Essential Software Tools for Developing Operational Technologies
This article expands on a keynote that I gave at Reactive Summit 2018. I also discussed these topics on the Real-World Architecture Panel at QCon San Francisco 2018.
An operational technology combines hardware and software to monitor and/or control the physical state of a system. Examples include systems used in power generation, manufacturing, connected vehicles, and appliances and devices in our homes. These systems provide critical services that we rely on everyday. The software that is used for monitoring and controlling these systems must operate with low latency—reacting to changes in near real-time—and it must be robust, reliable, available, safe, secure, and scalable.
Using software as an operational technology is not new—it has been used in industry for years—from manufacturing, to telecommunications, the chemical process industries, and electrical generation, transmission, and distribution, to name a few. These systems were generally of a smaller scale[1] and they were purpose built, using mainly proprietary software. They were not typically connected to the Internet, or even the corporate network, usually running on dedicated and isolated networks.
So what has changed? Operational technologies are now more connected and integrated with the rest of the business than they have ever been in the past. Many are also connected to the Internet and they are evolving to use cloud-native architectures and open-source software. The demands for monitoring and controlling devices and systems in near real-time, especially over the Internet and especially at Internet scale, presents unique challenges in terms of performance, scalability, and security. Despite this evolution, the traditional demands remain: for software to be an operational technology, it must be low latency, robust, reliable, available, safe, secure, and scalable.

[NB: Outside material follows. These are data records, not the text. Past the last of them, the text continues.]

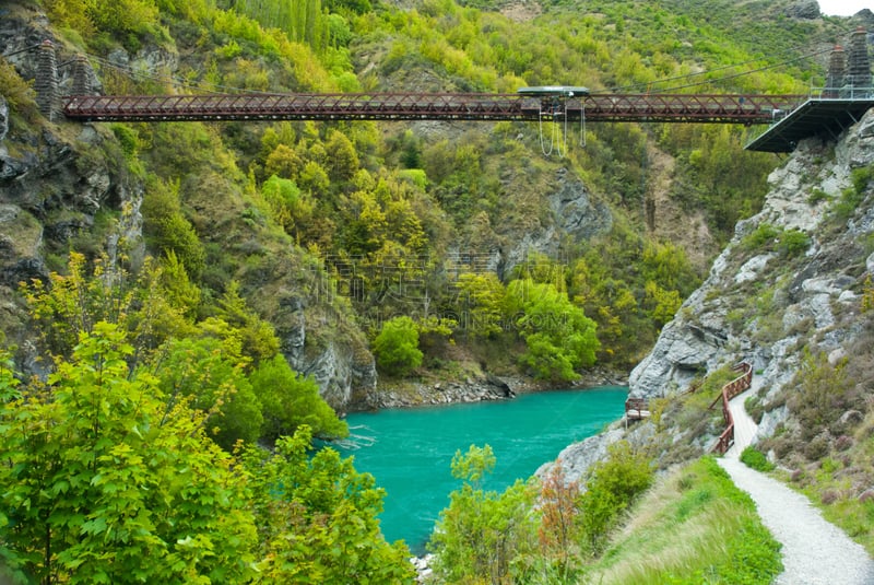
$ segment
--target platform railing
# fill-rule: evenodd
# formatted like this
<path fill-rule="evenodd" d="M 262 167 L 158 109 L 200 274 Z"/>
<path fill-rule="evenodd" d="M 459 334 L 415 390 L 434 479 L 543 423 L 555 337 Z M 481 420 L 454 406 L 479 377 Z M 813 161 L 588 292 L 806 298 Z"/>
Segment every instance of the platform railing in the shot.
<path fill-rule="evenodd" d="M 719 402 L 720 399 L 722 400 L 722 418 L 725 421 L 725 430 L 719 435 L 719 441 L 713 446 L 713 452 L 719 453 L 720 455 L 724 455 L 725 452 L 728 452 L 734 444 L 734 417 L 731 416 L 729 402 L 735 396 L 748 390 L 753 385 L 752 364 L 742 362 L 735 365 L 734 370 L 737 372 L 743 372 L 743 374 L 722 386 L 719 398 L 717 398 L 713 403 L 710 405 L 712 408 L 717 402 Z"/>
<path fill-rule="evenodd" d="M 874 97 L 874 86 L 811 87 L 811 98 L 813 100 L 871 100 L 872 97 Z"/>

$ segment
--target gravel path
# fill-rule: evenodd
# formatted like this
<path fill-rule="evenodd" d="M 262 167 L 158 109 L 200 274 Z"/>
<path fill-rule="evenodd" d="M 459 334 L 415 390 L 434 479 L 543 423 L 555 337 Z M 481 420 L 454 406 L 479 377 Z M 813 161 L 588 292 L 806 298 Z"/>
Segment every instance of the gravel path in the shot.
<path fill-rule="evenodd" d="M 751 390 L 753 391 L 753 390 Z M 755 423 L 746 414 L 743 402 L 748 393 L 731 401 L 735 426 L 744 428 L 741 444 L 719 459 L 719 465 L 756 503 L 763 524 L 782 543 L 783 573 L 777 585 L 872 585 L 874 561 L 861 545 L 852 541 L 834 524 L 826 522 L 818 510 L 802 494 L 779 481 L 759 473 L 739 459 Z M 746 419 L 746 420 L 744 420 Z M 753 434 L 755 431 L 753 431 Z M 746 444 L 744 444 L 746 442 Z"/>

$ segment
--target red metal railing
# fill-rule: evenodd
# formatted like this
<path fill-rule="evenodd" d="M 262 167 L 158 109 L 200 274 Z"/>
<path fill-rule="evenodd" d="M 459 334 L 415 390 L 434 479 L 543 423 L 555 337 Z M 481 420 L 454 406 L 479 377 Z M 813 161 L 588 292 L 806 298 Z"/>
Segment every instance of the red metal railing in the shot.
<path fill-rule="evenodd" d="M 799 95 L 592 94 L 215 94 L 73 95 L 63 113 L 81 121 L 538 120 L 768 124 Z"/>
<path fill-rule="evenodd" d="M 713 446 L 713 452 L 719 453 L 720 455 L 724 455 L 725 452 L 728 452 L 729 448 L 731 448 L 731 446 L 734 444 L 734 417 L 731 416 L 729 401 L 739 394 L 749 389 L 749 386 L 753 384 L 752 364 L 743 362 L 735 365 L 734 370 L 737 372 L 743 372 L 743 374 L 722 386 L 720 397 L 717 398 L 712 405 L 710 405 L 710 408 L 712 408 L 720 398 L 722 399 L 722 418 L 725 421 L 725 430 L 719 435 L 719 441 L 717 442 L 716 446 Z"/>

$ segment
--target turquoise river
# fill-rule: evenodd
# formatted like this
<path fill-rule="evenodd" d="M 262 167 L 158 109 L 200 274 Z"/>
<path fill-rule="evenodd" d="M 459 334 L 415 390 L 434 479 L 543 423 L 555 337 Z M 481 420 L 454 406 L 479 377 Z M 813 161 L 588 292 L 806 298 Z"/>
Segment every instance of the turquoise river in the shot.
<path fill-rule="evenodd" d="M 601 387 L 521 395 L 512 400 L 382 410 L 350 414 L 356 446 L 340 448 L 358 471 L 387 492 L 382 533 L 417 554 L 449 493 L 460 485 L 450 463 L 456 451 L 492 446 L 497 458 L 486 488 L 503 491 L 531 477 L 567 445 L 599 433 L 624 412 L 627 389 Z"/>

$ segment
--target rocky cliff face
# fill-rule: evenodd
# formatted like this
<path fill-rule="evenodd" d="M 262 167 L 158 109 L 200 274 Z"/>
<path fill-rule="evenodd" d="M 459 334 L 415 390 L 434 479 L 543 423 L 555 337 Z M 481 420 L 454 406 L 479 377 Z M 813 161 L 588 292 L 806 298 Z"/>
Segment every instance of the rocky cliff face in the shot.
<path fill-rule="evenodd" d="M 804 351 L 832 362 L 846 355 L 863 329 L 861 294 L 874 273 L 871 184 L 853 195 L 852 174 L 872 163 L 872 113 L 837 147 L 800 144 L 770 175 L 761 212 L 737 224 L 707 281 L 631 372 L 630 395 L 668 396 L 741 360 L 752 361 L 759 386 L 773 395 Z M 848 201 L 858 207 L 847 209 Z M 769 413 L 760 432 L 784 417 L 786 409 Z"/>

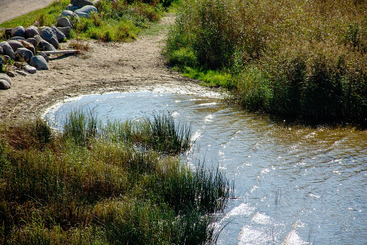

In this article, I will explore the software tools that I believe are essential for building operational technologies. I will start by highlighting the importance of managing state. Then, I will examine tools for distributed computing, messaging, and handling data in motion in a reliable manner, including streaming data and time-series data. I will conclude with some thoughts on failure. I am not going to focus on one particular technology or another, but rather focus on these tools as more abstract building-blocks. Earlier this year, I wrote a series of articles on the unique challenges of operationalizing time-series data. You may find that series a useful introduction, providing some context and motivation for what I will explore in this article.
Managing State
For industrial software, representing the state of a physical asset or system is essential for monitoring and controlling it. The state might be an instantaneous sensor measurement for one device—like the power output of a wind turbine, or the flow rate through a heat exchanger—or it could be a sequence of events that describes the current state—like the sequence of actions a robot took to achieve its current position. In addition to representing the state of an asset, it is common to model the relationships of the asset to other assets, maintaining hierarchical, directional, proximal, or temporal associations.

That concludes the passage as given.